Not that Evans doesn’t wax poetic about “hot metal” typesetting, the old-fashioned, PC-free process by which metal slugs, filled with ink and pressed on paper, became the daily newspaper. Consider the author’s first encounter with Linotype machines: “[T]he floor was filled with long lines of iron monsters, each seven feet high, five feet wide, decked out with an incomprehensible array of moving parts – gears, pulleys, camshafts, levers, and bars. A man crouched in communion at the foot of each contraption.” If “communion” sounds religious, it is – Evans, a self-starter who battled British education’s stodgy promotion system, Oxbridge classism, and Northern England’s dodgy bus schedule to land his first newspaper job, is an acolyte of “the aromatic urgency of hot metal marinated with printer’s ink.” Why would a man who macheted his way to the top of Fleet Street – home to London’s “quality papers” for much of the 20th century – write about his calling with less-than-ecclesiastical fervor?
“My Paper Chase” is the Gospel of Evans, and the gospel makes juicy copy. After a start covering weddings and funerals for the tiny Ashton-under-Lyne Reporter, Evans served time at regional papers and as a reporter in America and India before landing the top spot at the Sunday Times in 1967. His 15-year tenure brought a lot of news fit to print: Evans’s “Insight” investigative team broke the Kim Philby spy scandal, pursued settlements for limbless thalidomide victims (and shone a light on Britain’s glacial civil courts), and, in the face of a libel suit, pushed Northern Ireland’s IRA “troubles” under the noses of an indifferent public. “A newspaper is an argument on the way to a deadline,” Evans writes of his muckracking, side-taking, “straightforward” editorial style. “If there isn’t any argument, there’s not much of a newspaper.”
But if the power of the press should start arguments, it doesn’t guarantee winning. Evans was pushed out of the Times in 1982 after spats over editorial independence with uberpublisher Rupert Murdoch, journalism’s once-and-future bogeyman. If the dismissed editor, who nearsightedly sided with Murdoch’s guerrilla campaign against press unions, really thinks “every British newspaperman is in [Murdoch’s] debt,” it’s a disappointing case of a dog not biting the hand that beats it.

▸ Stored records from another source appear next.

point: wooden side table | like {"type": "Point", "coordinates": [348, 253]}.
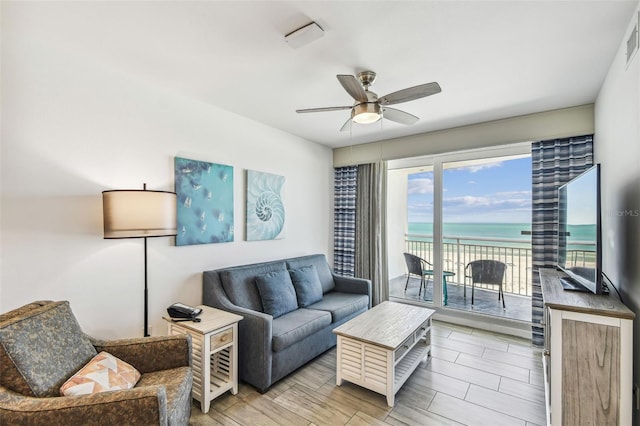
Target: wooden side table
{"type": "Point", "coordinates": [214, 355]}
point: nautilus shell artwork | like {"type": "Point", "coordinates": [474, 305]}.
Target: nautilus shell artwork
{"type": "Point", "coordinates": [265, 208]}
{"type": "Point", "coordinates": [205, 202]}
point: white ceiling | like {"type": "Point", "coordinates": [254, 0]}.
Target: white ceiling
{"type": "Point", "coordinates": [493, 59]}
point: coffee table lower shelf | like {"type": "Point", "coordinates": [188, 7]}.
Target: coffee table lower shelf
{"type": "Point", "coordinates": [376, 368]}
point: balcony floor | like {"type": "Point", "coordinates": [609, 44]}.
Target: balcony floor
{"type": "Point", "coordinates": [486, 301]}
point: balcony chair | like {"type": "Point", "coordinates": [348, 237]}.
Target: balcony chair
{"type": "Point", "coordinates": [422, 268]}
{"type": "Point", "coordinates": [42, 345]}
{"type": "Point", "coordinates": [485, 271]}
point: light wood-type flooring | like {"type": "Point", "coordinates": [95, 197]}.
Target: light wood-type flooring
{"type": "Point", "coordinates": [474, 377]}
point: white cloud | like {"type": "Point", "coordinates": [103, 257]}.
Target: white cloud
{"type": "Point", "coordinates": [420, 186]}
{"type": "Point", "coordinates": [478, 167]}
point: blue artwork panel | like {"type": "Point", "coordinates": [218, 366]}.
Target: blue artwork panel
{"type": "Point", "coordinates": [265, 208]}
{"type": "Point", "coordinates": [205, 202]}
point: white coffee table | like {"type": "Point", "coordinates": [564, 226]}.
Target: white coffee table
{"type": "Point", "coordinates": [380, 348]}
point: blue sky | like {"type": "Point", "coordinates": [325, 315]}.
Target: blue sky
{"type": "Point", "coordinates": [492, 192]}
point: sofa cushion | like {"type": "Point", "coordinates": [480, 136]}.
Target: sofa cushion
{"type": "Point", "coordinates": [46, 346]}
{"type": "Point", "coordinates": [103, 373]}
{"type": "Point", "coordinates": [341, 305]}
{"type": "Point", "coordinates": [276, 293]}
{"type": "Point", "coordinates": [307, 285]}
{"type": "Point", "coordinates": [296, 325]}
{"type": "Point", "coordinates": [321, 265]}
{"type": "Point", "coordinates": [239, 283]}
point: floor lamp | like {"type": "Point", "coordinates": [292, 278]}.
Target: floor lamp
{"type": "Point", "coordinates": [138, 213]}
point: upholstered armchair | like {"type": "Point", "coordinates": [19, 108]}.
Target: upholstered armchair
{"type": "Point", "coordinates": [42, 345]}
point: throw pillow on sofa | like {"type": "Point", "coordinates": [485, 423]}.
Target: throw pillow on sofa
{"type": "Point", "coordinates": [307, 284]}
{"type": "Point", "coordinates": [276, 293]}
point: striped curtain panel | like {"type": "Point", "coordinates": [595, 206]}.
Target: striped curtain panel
{"type": "Point", "coordinates": [344, 217]}
{"type": "Point", "coordinates": [554, 163]}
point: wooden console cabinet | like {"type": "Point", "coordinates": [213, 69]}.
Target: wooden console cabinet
{"type": "Point", "coordinates": [588, 359]}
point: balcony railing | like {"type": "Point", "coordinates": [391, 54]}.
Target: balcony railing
{"type": "Point", "coordinates": [516, 254]}
{"type": "Point", "coordinates": [459, 251]}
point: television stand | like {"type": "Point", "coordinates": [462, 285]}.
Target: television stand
{"type": "Point", "coordinates": [588, 356]}
{"type": "Point", "coordinates": [571, 285]}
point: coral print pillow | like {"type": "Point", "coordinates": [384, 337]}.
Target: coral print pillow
{"type": "Point", "coordinates": [103, 373]}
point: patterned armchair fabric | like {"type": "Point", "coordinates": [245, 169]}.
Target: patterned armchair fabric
{"type": "Point", "coordinates": [42, 345]}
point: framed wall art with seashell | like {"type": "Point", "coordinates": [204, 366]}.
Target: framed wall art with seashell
{"type": "Point", "coordinates": [205, 202]}
{"type": "Point", "coordinates": [265, 207]}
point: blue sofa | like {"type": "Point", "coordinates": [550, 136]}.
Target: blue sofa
{"type": "Point", "coordinates": [270, 348]}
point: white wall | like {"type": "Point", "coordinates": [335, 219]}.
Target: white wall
{"type": "Point", "coordinates": [617, 148]}
{"type": "Point", "coordinates": [73, 126]}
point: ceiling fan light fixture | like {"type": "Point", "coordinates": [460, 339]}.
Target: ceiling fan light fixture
{"type": "Point", "coordinates": [366, 113]}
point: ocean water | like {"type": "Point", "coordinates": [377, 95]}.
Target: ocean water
{"type": "Point", "coordinates": [508, 231]}
{"type": "Point", "coordinates": [423, 231]}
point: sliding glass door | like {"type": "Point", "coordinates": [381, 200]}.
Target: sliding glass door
{"type": "Point", "coordinates": [468, 216]}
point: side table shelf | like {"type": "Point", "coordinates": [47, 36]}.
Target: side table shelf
{"type": "Point", "coordinates": [214, 353]}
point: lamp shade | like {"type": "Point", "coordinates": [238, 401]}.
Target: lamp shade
{"type": "Point", "coordinates": [139, 213]}
{"type": "Point", "coordinates": [366, 113]}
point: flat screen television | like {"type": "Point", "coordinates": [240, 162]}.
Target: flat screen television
{"type": "Point", "coordinates": [579, 232]}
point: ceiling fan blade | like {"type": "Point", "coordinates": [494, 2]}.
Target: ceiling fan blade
{"type": "Point", "coordinates": [410, 94]}
{"type": "Point", "coordinates": [399, 116]}
{"type": "Point", "coordinates": [347, 125]}
{"type": "Point", "coordinates": [353, 87]}
{"type": "Point", "coordinates": [323, 109]}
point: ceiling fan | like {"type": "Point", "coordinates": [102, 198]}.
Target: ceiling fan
{"type": "Point", "coordinates": [369, 108]}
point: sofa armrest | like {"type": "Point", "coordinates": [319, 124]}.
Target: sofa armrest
{"type": "Point", "coordinates": [148, 354]}
{"type": "Point", "coordinates": [352, 285]}
{"type": "Point", "coordinates": [144, 405]}
{"type": "Point", "coordinates": [255, 334]}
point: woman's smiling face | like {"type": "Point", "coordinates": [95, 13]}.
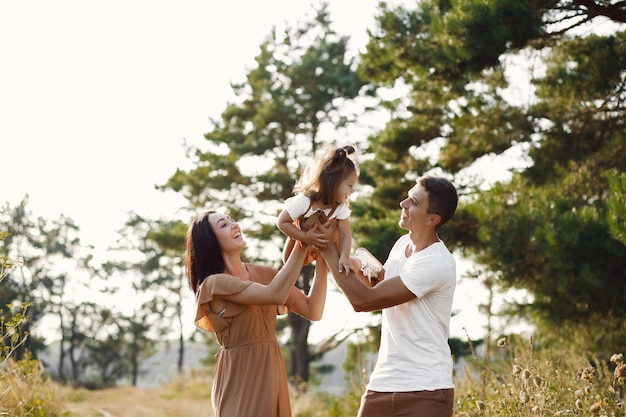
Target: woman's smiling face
{"type": "Point", "coordinates": [228, 232]}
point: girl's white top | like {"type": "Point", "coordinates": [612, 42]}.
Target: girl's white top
{"type": "Point", "coordinates": [300, 204]}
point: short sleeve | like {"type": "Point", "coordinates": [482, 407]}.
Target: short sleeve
{"type": "Point", "coordinates": [297, 205]}
{"type": "Point", "coordinates": [342, 212]}
{"type": "Point", "coordinates": [214, 285]}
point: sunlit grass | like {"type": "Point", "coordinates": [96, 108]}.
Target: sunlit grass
{"type": "Point", "coordinates": [523, 380]}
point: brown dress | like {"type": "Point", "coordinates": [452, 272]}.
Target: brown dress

Exiled to Manhattan, Evans served as founding editor of Conde Nast Traveler, then ran Random House, where he published William Styron’s “Darkness Visible,” Colin Powell’s “My American Journey,” and a memoir by “a community organizer named Barack Obama.” But this dazzling “second act” can’t hide Evans’s newspaper jones. “[A]n opportunity to return to journalism on the scale of the Sunday Times,” Evans writes of his Random House entrée – a curious comment about one of the world’s largest book publishers from the writer of seven books himself. This man just can’t see the forest or the trees, but the newspapers they could become – Evans devotes 500 pages to his life before and during his Times editorship, but less than 50 to his life after it.
Still, even if he’d rather be sweating it out with a copy editor five minutes to deadline than reminiscing with the president about the meager advance for “Dreams from My Father,” Evans remains upbeat. “What we have to find is a way to sustain truth seeking,” he writes. “If we evolve the right financial model, we will enter a golden age of journalism.” “Will enter” – not “entered,” or “could have entered,” or “should have entered.” What daily’s editorial page dares write with such optimism? While not short on war stories, “My Paper Chase” refuses nostalgia. Tomorrow is, after all, another day, and brings a new edition.
Justin Moyer is a freelance book reviewer in Washington, D.C.